Pour comprendre comment évoluent les récifs et les interactions au sein de cet écosystème, les échantillons de coraux ont été complétés par des prélèvements de plancton dans dans le récif et dans la colonne d’eau le séparant de la surface pour répertorier et quantifier les micro-organismes qui y vivent. Enfin, des poissons de récifs, également présents sur l’ensemble du bassin Pacifique, ont été prélevés pour comprendre leur répartition et le milieu dans lequel le poisson a évolué durant sa croissance.
Comme tous les organismes vivants, l’existence des récifs coralliens dépend de nombreux facteurs (lumière, chaleur, acidité, nutriments, oxygène, métaux). Les données associées à chaque échantillon caractérisent le contexte dans lequel il a été prélevé. L’ensemble de ces données collectées (génétique, répartition et abondance des coraux, des poissons, des microorganismes) constitue ainsi la base de données Tara Pacific, remarquable d’exhaustivité.
Premiers résultats et perspectives pour les données de Tara Pacific
Deux ans et demi d’expéditions, à une échelle jamais réalisée pour ces écosystèmes pourtant régulièrement étudiés : Tara Pacific apporte à la communauté scientifique un jeu de données colossal à la comparabilité inédite. L’échantillonnage massif a permis de photographier l’état de santé des coraux du Pacifique au moment du passage de la goélette, ce qui permettra aux scientifiques de se référer à ce “temps zéro” plus tard pour évaluer l’évolution des récifs. Les résultats des analyses qui ont suivi l’expédition vont désormais être publiés prochainement et seront reversés dans des bases de données accessibles à tous.
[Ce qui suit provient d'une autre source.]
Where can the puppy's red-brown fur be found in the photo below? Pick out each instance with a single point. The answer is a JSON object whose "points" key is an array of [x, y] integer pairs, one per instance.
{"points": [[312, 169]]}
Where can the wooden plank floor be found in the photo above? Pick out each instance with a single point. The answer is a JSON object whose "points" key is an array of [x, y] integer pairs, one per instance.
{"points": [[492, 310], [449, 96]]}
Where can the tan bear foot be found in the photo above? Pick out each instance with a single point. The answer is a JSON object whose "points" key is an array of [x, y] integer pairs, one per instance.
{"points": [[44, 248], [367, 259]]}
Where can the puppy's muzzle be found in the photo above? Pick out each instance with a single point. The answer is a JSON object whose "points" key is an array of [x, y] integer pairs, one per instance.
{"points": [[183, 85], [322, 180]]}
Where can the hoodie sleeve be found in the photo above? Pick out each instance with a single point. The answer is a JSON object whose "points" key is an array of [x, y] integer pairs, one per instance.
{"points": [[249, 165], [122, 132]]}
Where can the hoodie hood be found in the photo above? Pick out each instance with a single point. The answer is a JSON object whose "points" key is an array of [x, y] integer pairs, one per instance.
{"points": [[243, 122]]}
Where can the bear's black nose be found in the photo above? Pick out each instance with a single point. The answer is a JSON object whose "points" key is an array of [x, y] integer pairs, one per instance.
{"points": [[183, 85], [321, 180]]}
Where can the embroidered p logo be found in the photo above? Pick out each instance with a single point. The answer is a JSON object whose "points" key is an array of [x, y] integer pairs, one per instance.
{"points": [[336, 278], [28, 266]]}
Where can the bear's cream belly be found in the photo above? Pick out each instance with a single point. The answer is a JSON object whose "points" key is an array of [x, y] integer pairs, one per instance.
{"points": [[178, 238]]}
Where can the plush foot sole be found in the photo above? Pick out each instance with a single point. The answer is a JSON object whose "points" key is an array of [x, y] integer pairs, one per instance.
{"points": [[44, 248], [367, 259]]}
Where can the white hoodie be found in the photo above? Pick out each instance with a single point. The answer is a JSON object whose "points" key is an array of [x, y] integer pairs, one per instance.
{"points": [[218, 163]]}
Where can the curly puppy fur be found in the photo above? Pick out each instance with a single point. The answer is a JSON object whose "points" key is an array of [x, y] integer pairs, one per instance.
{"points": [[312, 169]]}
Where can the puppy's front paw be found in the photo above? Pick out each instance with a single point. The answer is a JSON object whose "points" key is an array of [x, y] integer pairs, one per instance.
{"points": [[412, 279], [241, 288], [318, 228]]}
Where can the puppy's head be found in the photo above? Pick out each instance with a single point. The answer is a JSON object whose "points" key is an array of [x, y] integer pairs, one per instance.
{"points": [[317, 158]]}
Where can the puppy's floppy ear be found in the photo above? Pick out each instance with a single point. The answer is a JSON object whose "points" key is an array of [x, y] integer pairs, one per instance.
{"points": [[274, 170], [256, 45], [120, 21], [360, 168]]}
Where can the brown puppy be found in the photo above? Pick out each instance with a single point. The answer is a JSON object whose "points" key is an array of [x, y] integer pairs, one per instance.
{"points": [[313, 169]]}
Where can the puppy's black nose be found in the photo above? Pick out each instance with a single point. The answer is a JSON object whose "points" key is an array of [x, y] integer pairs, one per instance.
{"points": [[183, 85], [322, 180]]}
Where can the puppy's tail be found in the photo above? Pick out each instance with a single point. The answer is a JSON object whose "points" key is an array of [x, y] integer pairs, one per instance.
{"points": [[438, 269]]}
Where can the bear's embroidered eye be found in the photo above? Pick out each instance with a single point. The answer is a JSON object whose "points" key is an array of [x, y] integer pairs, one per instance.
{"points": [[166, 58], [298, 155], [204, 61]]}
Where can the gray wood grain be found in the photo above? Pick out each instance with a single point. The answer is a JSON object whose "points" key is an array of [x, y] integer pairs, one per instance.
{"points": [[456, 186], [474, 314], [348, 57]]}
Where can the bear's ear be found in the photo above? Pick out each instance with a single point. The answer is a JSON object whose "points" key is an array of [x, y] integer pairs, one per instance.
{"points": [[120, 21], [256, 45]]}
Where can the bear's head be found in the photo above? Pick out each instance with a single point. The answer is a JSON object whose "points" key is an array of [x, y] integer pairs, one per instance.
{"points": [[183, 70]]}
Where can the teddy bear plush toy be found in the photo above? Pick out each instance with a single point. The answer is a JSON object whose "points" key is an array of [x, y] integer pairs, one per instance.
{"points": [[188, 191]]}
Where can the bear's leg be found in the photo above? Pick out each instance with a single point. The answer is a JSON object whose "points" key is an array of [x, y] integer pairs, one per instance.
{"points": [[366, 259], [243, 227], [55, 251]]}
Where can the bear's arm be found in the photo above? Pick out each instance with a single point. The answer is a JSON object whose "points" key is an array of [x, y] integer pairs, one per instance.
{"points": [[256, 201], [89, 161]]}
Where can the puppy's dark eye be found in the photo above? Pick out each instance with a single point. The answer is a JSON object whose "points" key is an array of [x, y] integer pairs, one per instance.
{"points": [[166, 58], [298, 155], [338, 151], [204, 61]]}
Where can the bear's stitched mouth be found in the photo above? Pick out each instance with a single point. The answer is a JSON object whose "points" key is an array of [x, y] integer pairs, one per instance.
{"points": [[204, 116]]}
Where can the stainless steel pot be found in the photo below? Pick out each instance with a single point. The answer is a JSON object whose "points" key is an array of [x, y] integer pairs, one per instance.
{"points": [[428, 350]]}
A la manière de la mission Tara Oceans, les bases de données de Tara Pacific ne manqueront pas de bénéficier aux scientifiques du monde entier, et peut-être même d’influencer les protocoles de suivi des états de santé des récifs. Il permettront également à la société civile et aux institutions de se saisir du sujet avec précision, afin de mettre en œuvre les conditions nécessaires à la préservation de ces écosystèmes.